9/10
Third time's the charm for Cukor and Holliday!
3 August 2008
George Cukor has made a film about inconsistent narrators. As Florence "Florrie" (Judy Holliday) and Chester "Chet" (Aldo Ray) are about to get a divorce, both bicker and biasedly argue over details of their time together, their memories of love and bittersweet loss. However, the audience is lucky to have George Cukor as a reliable tour guide into the 7-year marriage of Chet and Florrie, for along with A STAR IS BORN, this is his most emotionally raw and truthful film. Some have complained that Aldo Ray seemed better fit for a war movie, and both actors had very unique speaking voices that typecast them, but I like the fact that Holliday and Ray are both a bit off; Unlike the very similar-plotted PENNY SERENADE, neither really had the aura of a huge superstar like Katharine Hepburn and Cary Grant, and they feel like real people, which is essential to the roles and neither felt like they were two actors playing dress-up (or down), and their flaws and insecurities are so human and real.

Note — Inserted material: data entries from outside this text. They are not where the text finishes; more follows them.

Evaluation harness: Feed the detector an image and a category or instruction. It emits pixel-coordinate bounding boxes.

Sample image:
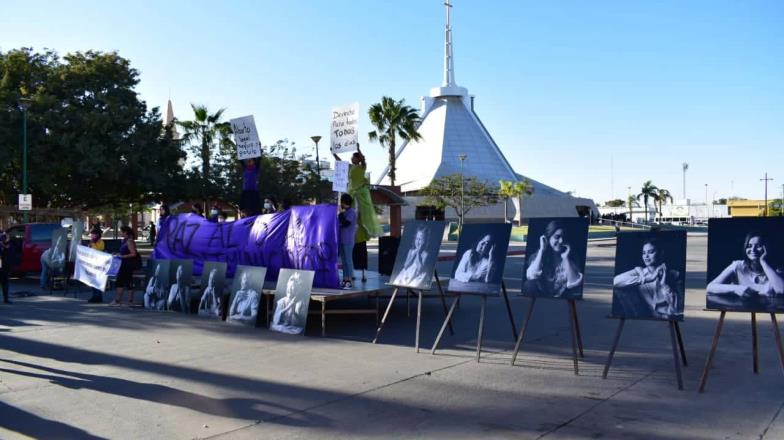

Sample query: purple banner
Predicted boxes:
[153,205,340,288]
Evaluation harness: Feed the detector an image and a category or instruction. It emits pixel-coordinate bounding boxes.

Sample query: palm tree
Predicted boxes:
[637,180,659,223]
[653,188,672,221]
[498,179,534,222]
[176,104,232,206]
[368,96,422,186]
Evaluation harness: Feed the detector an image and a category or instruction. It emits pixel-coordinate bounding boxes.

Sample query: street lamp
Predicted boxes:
[310,136,321,179]
[19,98,33,223]
[457,154,468,233]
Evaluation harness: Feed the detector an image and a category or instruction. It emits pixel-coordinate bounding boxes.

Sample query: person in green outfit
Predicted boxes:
[332,145,381,281]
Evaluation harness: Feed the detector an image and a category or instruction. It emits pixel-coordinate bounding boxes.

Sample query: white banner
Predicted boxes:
[231,115,261,160]
[332,160,349,191]
[330,102,359,153]
[74,245,120,292]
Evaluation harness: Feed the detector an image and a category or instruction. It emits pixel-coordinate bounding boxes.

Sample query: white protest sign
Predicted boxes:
[332,160,349,192]
[231,115,261,160]
[74,245,120,292]
[330,102,359,153]
[19,194,33,211]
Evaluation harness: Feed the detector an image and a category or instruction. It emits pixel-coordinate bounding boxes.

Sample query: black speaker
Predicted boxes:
[378,236,400,275]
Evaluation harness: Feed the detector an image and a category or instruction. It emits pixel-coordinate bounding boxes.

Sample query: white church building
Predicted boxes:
[376,1,598,223]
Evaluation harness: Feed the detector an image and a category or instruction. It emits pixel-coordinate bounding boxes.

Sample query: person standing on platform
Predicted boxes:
[240,159,261,216]
[333,144,381,281]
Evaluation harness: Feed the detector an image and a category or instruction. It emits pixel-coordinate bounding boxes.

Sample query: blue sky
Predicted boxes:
[0,0,784,202]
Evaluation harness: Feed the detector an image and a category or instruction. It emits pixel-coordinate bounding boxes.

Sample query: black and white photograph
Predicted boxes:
[523,217,588,299]
[389,220,446,290]
[49,228,68,273]
[226,265,267,327]
[166,260,193,313]
[612,231,686,321]
[270,269,315,335]
[449,223,512,295]
[706,217,784,312]
[144,259,170,310]
[197,261,226,319]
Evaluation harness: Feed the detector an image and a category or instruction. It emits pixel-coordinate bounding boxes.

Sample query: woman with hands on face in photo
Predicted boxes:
[455,234,495,283]
[613,238,682,317]
[525,220,583,297]
[708,232,784,298]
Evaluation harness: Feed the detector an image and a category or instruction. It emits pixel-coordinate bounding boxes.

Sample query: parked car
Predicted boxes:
[8,223,60,273]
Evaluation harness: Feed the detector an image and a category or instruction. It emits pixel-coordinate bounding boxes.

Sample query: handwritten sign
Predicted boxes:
[332,160,349,192]
[330,102,359,153]
[231,115,261,160]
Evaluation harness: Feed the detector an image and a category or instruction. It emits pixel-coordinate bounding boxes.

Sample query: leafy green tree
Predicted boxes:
[177,104,234,211]
[637,180,659,223]
[653,188,673,219]
[0,48,184,210]
[368,96,422,186]
[498,179,534,223]
[421,173,498,228]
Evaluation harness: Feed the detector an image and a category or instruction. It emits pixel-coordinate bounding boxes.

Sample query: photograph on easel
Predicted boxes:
[706,217,784,313]
[270,269,315,335]
[612,231,686,321]
[226,265,267,327]
[144,259,170,310]
[166,260,193,313]
[522,217,588,299]
[196,261,226,319]
[449,223,512,295]
[389,220,446,290]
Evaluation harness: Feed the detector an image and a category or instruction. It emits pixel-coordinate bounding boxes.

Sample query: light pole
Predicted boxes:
[457,154,468,233]
[310,136,321,179]
[760,173,773,217]
[683,162,689,200]
[19,98,33,223]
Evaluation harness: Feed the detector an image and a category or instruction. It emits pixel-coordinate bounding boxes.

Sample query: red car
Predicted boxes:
[7,223,60,273]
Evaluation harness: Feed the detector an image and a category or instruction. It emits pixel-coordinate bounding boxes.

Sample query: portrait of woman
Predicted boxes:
[612,235,686,319]
[523,219,588,299]
[390,225,433,287]
[707,231,784,311]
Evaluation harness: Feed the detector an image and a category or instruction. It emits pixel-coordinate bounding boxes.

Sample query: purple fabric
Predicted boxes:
[153,205,340,288]
[242,165,259,191]
[340,208,357,246]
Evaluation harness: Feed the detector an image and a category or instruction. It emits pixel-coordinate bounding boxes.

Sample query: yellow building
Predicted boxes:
[727,200,772,217]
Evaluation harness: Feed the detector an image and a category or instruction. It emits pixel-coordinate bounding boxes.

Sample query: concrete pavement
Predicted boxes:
[0,236,784,439]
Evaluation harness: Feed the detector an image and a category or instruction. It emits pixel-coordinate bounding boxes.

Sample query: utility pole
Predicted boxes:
[760,173,773,217]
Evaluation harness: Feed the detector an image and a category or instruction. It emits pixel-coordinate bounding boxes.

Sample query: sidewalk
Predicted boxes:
[0,236,784,439]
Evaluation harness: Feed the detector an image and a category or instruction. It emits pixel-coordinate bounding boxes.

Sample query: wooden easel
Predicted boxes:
[602,318,689,390]
[512,296,584,374]
[373,271,455,353]
[430,281,517,362]
[699,310,784,392]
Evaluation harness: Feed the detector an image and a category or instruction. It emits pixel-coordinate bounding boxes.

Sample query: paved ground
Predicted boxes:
[0,236,784,439]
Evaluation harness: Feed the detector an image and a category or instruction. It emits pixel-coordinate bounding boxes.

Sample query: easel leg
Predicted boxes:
[430,295,460,354]
[602,318,626,379]
[434,272,455,335]
[476,295,487,362]
[569,303,580,375]
[512,297,536,365]
[569,299,585,358]
[667,321,683,390]
[501,281,517,340]
[770,313,784,370]
[321,301,327,338]
[751,312,759,374]
[414,290,422,353]
[699,311,727,392]
[373,287,399,344]
[672,321,689,367]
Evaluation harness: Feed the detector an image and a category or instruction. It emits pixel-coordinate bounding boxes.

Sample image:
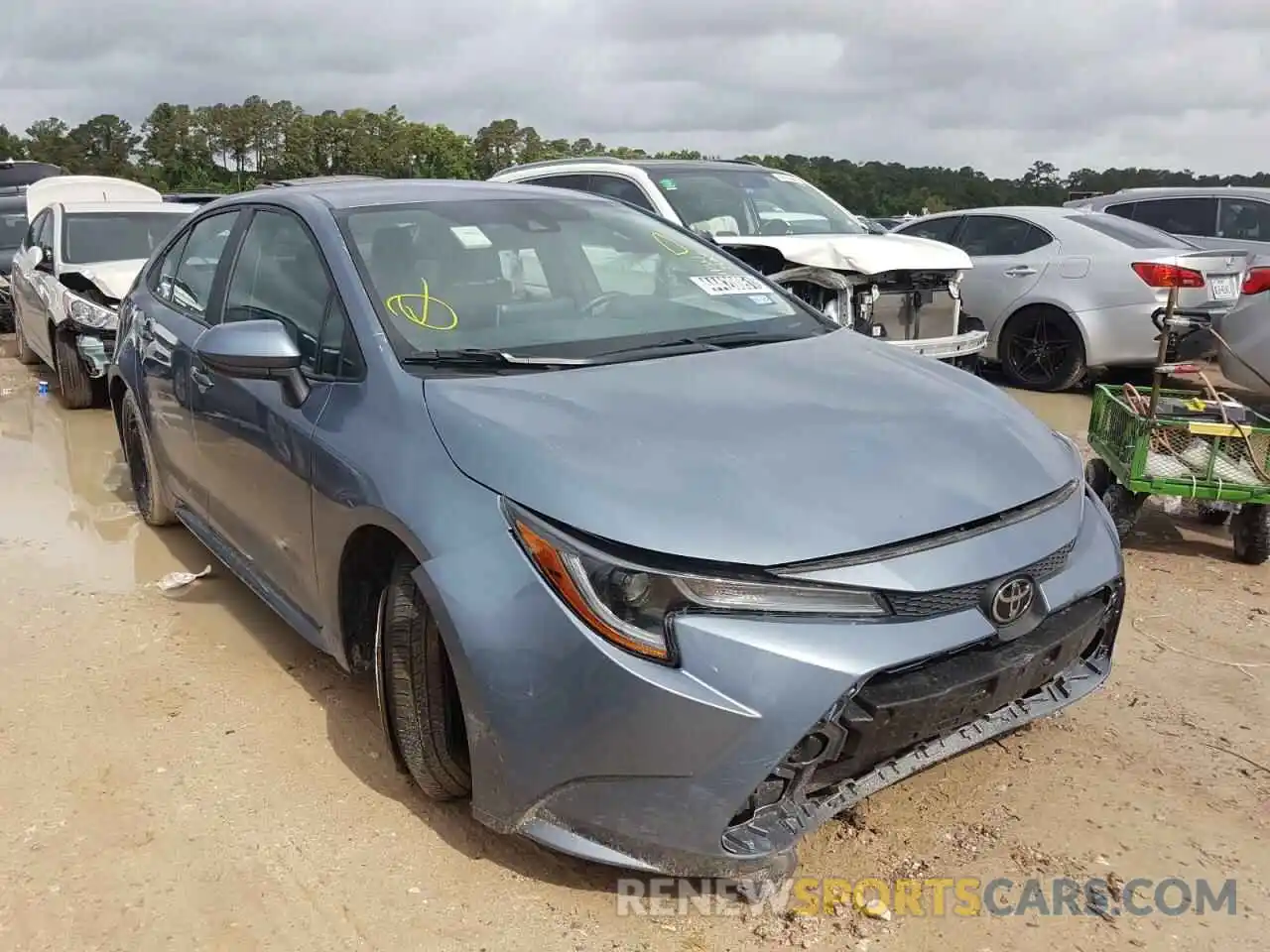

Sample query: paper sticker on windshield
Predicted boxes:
[449,225,494,248]
[690,274,768,298]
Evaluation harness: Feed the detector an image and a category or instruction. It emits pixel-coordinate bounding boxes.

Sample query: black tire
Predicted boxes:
[1230,503,1270,565]
[1084,457,1116,499]
[997,307,1088,394]
[54,332,105,410]
[119,391,177,526]
[381,557,472,799]
[1195,503,1230,526]
[1102,482,1147,542]
[13,311,40,367]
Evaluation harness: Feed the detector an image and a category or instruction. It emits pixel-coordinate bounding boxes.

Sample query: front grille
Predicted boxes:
[883,540,1076,618]
[811,597,1107,789]
[722,579,1124,856]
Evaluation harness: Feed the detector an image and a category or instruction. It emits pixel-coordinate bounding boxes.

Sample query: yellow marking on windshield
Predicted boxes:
[653,231,693,255]
[384,281,458,330]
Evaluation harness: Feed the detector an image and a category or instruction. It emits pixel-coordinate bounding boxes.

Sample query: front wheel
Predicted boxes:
[1230,503,1270,565]
[54,334,105,410]
[13,308,40,367]
[1102,482,1147,542]
[998,307,1087,394]
[1195,503,1230,526]
[380,557,472,799]
[119,391,177,526]
[1084,458,1115,499]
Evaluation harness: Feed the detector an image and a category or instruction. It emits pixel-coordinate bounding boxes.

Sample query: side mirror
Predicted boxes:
[194,320,309,408]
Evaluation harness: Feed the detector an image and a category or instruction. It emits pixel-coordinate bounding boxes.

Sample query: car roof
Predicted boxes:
[494,155,780,176]
[1077,185,1270,202]
[901,204,1105,225]
[257,176,384,187]
[217,178,608,210]
[55,202,193,214]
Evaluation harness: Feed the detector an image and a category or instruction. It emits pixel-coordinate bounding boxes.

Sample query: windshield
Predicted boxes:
[0,210,27,251]
[340,191,833,358]
[63,208,193,264]
[653,167,869,237]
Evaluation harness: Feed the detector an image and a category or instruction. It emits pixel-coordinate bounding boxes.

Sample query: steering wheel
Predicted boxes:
[581,291,630,317]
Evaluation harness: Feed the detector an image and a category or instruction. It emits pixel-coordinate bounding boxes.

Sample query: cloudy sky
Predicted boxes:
[0,0,1270,176]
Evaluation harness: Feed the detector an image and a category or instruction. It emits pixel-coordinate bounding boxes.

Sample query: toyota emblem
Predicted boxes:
[988,575,1036,625]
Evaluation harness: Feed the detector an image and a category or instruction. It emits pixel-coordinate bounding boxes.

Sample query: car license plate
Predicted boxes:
[1207,274,1239,300]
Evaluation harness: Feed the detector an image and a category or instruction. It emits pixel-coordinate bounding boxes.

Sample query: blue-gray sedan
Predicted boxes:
[109,180,1123,879]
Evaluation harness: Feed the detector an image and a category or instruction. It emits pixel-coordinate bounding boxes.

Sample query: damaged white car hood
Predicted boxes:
[63,258,146,300]
[716,235,972,274]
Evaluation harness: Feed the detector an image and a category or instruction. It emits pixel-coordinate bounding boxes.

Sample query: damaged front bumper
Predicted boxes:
[75,330,114,378]
[432,479,1123,880]
[770,266,988,361]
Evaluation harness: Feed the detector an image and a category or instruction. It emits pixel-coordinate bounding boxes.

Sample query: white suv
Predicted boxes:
[490,156,988,359]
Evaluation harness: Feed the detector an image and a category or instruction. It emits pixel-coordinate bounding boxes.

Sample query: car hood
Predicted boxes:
[425,330,1079,565]
[716,235,974,274]
[63,258,146,300]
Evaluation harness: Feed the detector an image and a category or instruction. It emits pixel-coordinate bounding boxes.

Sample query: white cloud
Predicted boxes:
[0,0,1270,176]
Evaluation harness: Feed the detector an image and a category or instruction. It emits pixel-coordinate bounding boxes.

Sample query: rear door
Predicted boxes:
[952,214,1058,340]
[132,208,242,520]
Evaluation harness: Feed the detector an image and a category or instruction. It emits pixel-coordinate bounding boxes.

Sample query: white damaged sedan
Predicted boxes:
[490,156,988,361]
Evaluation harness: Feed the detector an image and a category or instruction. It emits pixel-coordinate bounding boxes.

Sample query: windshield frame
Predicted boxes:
[58,202,190,268]
[649,164,871,237]
[330,190,843,375]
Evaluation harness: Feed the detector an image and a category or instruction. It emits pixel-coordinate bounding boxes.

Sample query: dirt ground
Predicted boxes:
[0,337,1270,952]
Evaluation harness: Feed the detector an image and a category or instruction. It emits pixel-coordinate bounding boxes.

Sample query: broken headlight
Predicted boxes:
[507,505,889,663]
[64,291,118,330]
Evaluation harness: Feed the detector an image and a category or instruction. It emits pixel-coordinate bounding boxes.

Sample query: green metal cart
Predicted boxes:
[1084,384,1270,565]
[1084,289,1270,565]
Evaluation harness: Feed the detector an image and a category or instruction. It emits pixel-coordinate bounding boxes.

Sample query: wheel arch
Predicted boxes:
[992,298,1089,361]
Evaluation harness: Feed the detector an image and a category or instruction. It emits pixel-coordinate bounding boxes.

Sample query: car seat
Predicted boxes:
[366,225,425,298]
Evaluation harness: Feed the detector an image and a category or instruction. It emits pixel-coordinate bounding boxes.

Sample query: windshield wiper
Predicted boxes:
[696,330,816,349]
[401,348,594,367]
[597,337,721,357]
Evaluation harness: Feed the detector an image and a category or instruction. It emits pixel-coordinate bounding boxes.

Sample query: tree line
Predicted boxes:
[0,96,1270,216]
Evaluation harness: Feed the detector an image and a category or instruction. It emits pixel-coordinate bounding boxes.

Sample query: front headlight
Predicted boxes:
[66,291,118,330]
[508,507,890,663]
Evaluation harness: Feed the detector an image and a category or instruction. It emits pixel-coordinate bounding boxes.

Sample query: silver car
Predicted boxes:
[1066,186,1270,255]
[1215,258,1270,398]
[895,207,1247,391]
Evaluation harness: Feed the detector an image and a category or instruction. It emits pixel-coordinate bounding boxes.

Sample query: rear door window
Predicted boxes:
[1133,198,1216,237]
[1102,202,1138,218]
[956,214,1053,258]
[586,176,657,212]
[1216,198,1270,241]
[517,176,586,191]
[1068,213,1195,250]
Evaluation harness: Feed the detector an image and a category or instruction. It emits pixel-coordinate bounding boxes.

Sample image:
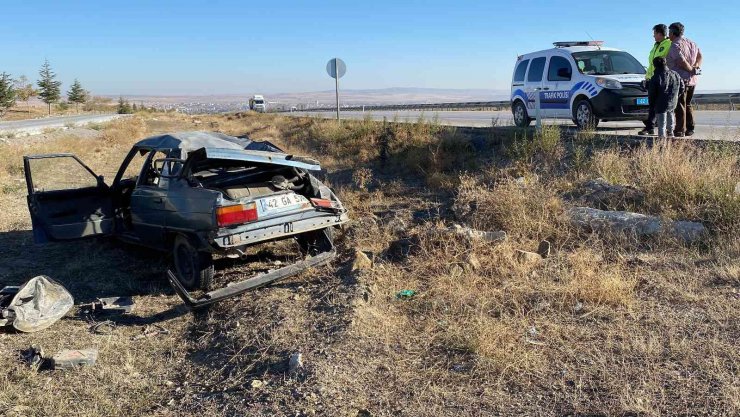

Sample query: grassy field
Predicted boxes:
[0,114,740,416]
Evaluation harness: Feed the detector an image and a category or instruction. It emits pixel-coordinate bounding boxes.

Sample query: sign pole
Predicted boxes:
[334,58,340,122]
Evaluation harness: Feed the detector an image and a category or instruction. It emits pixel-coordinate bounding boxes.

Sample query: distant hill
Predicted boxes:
[266,88,509,107]
[111,88,509,107]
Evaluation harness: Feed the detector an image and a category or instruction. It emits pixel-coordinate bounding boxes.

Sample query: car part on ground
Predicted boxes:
[0,275,74,333]
[80,297,134,314]
[167,244,336,310]
[51,348,98,369]
[24,132,349,306]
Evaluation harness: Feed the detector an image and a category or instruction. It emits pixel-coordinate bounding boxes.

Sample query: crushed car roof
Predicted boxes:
[134,132,321,171]
[134,132,282,154]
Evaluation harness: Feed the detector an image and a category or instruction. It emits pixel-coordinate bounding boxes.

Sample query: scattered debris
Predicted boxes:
[352,249,373,272]
[80,297,134,314]
[131,324,170,340]
[385,215,409,234]
[568,207,707,243]
[396,290,416,300]
[447,224,506,242]
[450,264,465,278]
[90,320,116,335]
[385,236,421,261]
[564,178,645,210]
[537,240,552,258]
[463,253,481,271]
[51,349,98,369]
[0,286,21,327]
[21,345,46,371]
[515,249,544,264]
[0,275,74,333]
[524,326,545,346]
[288,352,303,373]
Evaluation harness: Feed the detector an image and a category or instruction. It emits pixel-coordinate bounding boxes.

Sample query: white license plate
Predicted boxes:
[259,193,306,213]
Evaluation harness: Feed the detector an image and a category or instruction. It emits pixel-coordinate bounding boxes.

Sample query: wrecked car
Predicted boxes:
[23,132,348,307]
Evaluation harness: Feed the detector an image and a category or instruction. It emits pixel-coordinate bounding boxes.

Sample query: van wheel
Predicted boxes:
[295,227,334,256]
[172,235,215,291]
[573,98,599,130]
[511,101,532,127]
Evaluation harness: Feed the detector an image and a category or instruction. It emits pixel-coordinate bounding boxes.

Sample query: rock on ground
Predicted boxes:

Their fights don't feel scripted, but rather the audience is interrupting their neighbor's loud argument. The tragedies are not manipulative or forced unlike PENNY SERENADE but instead infused with honesty and a painful eye for details of the way a married couple acts and reacts like Stanley Donen's TWO FOR THE ROAD. Cukor's two screenwriters, Garson Kanin and Ruth Gordon brilliantly use flashbacks and voice-overs to show how memories can be biased and that people can be cruel to try to avoid getting hurt, but that the truth (the flashbacks that we do see) is more bittersweet in its objectivity. Florrie and Chet may argue constantly and bicker to cover up their own vulnerability, but that's what makes them so perfect for each other, and why Florrie believes so much in Chet's ambitions and how Chet knows that Florrie brings out the best in him. The best movie couples are the ones whose respective films acknowledge the frailties of human beings--and also realize the potential to grow and evolve with love and redemption, which is what THE MARRYING KIND does with a refreshing sense of candid accuracy; this is a marriage straight from real life, not the Hollywood version of it.